『テキサス』東京公演レポート 大人計画所属の役者として、また音楽界を

★『テキサス』東京公演レポート
大人計画所属の役者として、また音楽界をにぎわすミュージシャンとして、各方面にファ
ンをもつ星野源。昨冬には宮藤官九郎脚本のドラマ『11 人もいる!』で真田ヒロユキ役を
演じ、人気・知名度ともにグンとアップした彼が、現在上演中の『テキサス』で待望の初
主演を務めている。元々は 11 年前、まだ 26 歳だった長塚圭史の作・演出により、河原雅
彦率いる演劇ユニットのメンバーを中心に上演された伝説の作品。前回は出演しなかった
河原が演出と出演で加わるほか、星野を始め木南晴夏や野波麻帆、岡田義徳、高橋和也、
松澤一之ら、ぜいたくなキャストで贈る 2012 年バージョンとなっている。
舞台は東京から遠く離れたマサル(星野)の実家。恋人の伶菜(木南)を連れて帰郷する
と、すっかり顔の変わった姉の聖子(野波)や長内駐在員(松澤)、友人のヤノケン(伊達
暁)らが出迎える。さらにかつての“村のルール”も変わり、強面の川島(高橋)に負け
て伶菜を取られてしまうマサル。落ち込む彼に取立屋の四ツ星(岡田)が返済を迫るなか、
村人や伶菜の様子が徐々に変わり始めて…。
ほぼ満席の客層は演劇ファンのほかに、舞台や客席を興味深げに見ている“ミュージシャ
ン星野源”のファンらしき人々も。芝居の前半、姉の恋人・沼田(政岡泰志)や友人の牛
沢(福田転球)
、マサルを好きな元同級生の千鶴子(吉本菜穂子)とのやりとりにはあちこ
ちで笑いが起こり、ドラマなどで見かける等身大の星野が楽しめる。だが後半、何かに憑
かれたようなマサルが暗い表情を見せ始めると、客席も次第に長塚作品がもつ闇に引き込
まれてゆく。絶叫し、文字通り裸になって舞台に立つ星野。

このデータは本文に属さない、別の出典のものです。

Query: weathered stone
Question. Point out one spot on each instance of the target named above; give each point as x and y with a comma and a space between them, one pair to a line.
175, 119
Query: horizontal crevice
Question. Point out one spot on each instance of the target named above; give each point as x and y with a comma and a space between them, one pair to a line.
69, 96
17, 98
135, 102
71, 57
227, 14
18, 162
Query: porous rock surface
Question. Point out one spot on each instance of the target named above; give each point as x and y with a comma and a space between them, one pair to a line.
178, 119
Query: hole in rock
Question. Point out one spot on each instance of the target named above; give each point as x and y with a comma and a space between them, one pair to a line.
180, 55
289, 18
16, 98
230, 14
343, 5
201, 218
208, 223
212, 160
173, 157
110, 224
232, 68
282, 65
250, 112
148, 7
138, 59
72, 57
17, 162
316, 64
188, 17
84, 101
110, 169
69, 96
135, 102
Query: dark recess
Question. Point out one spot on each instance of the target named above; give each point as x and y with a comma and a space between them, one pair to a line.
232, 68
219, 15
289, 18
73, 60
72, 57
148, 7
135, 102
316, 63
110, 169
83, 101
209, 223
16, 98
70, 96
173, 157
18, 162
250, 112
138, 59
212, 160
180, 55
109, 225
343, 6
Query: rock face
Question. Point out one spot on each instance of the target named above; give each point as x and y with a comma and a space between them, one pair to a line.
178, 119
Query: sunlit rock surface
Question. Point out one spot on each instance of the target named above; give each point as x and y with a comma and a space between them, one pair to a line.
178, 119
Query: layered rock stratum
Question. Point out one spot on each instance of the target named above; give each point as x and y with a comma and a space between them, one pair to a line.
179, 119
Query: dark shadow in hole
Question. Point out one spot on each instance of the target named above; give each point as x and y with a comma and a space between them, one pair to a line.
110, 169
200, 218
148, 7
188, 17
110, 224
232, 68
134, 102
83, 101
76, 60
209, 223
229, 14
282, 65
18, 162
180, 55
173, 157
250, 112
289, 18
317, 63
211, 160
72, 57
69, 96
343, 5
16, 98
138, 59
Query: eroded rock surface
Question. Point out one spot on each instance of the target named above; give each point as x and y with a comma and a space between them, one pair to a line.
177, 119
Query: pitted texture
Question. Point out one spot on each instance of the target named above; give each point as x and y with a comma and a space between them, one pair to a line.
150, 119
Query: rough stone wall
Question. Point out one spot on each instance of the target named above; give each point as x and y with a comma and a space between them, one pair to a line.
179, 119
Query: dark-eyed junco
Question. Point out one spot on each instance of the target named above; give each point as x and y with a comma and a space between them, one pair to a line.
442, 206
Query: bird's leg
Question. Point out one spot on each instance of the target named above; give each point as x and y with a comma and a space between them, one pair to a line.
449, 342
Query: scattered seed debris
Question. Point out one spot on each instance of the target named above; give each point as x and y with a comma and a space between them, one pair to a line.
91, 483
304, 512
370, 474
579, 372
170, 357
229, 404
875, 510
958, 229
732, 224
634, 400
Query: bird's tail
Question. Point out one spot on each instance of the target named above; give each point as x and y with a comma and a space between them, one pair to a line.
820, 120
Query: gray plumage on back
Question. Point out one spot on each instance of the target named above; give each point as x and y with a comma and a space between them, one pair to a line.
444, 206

まさに“芝居と音楽、そのど
ちらも同じ気持ちでやってきた”という星野の真骨頂だろう。
同時に、疾走感と熱気にあふれた本作の軸を担っているのは、福田や吉本、政岡(動物電
気)
、伊達(阿佐ヶ谷スパイダース)
、さらに山岸門人(劇団鹿殺し)や湯澤幸一郎といっ
た、十年来の小劇場ファンなら誰もが知る面々。かれらの実力を知る河原の演出は、一筋
縄ではいかない小劇場の遺伝子を充分に伝えて楽しい。その他、繊細な表情を見せる木南
や独特の存在感を放つ岡田、物語に唯一の温かみをもたらす高橋など、異なる味わいをも
つ役者たちとのバランスも新鮮。演劇好きならずとも、ぜひ観ておきたい一本だ。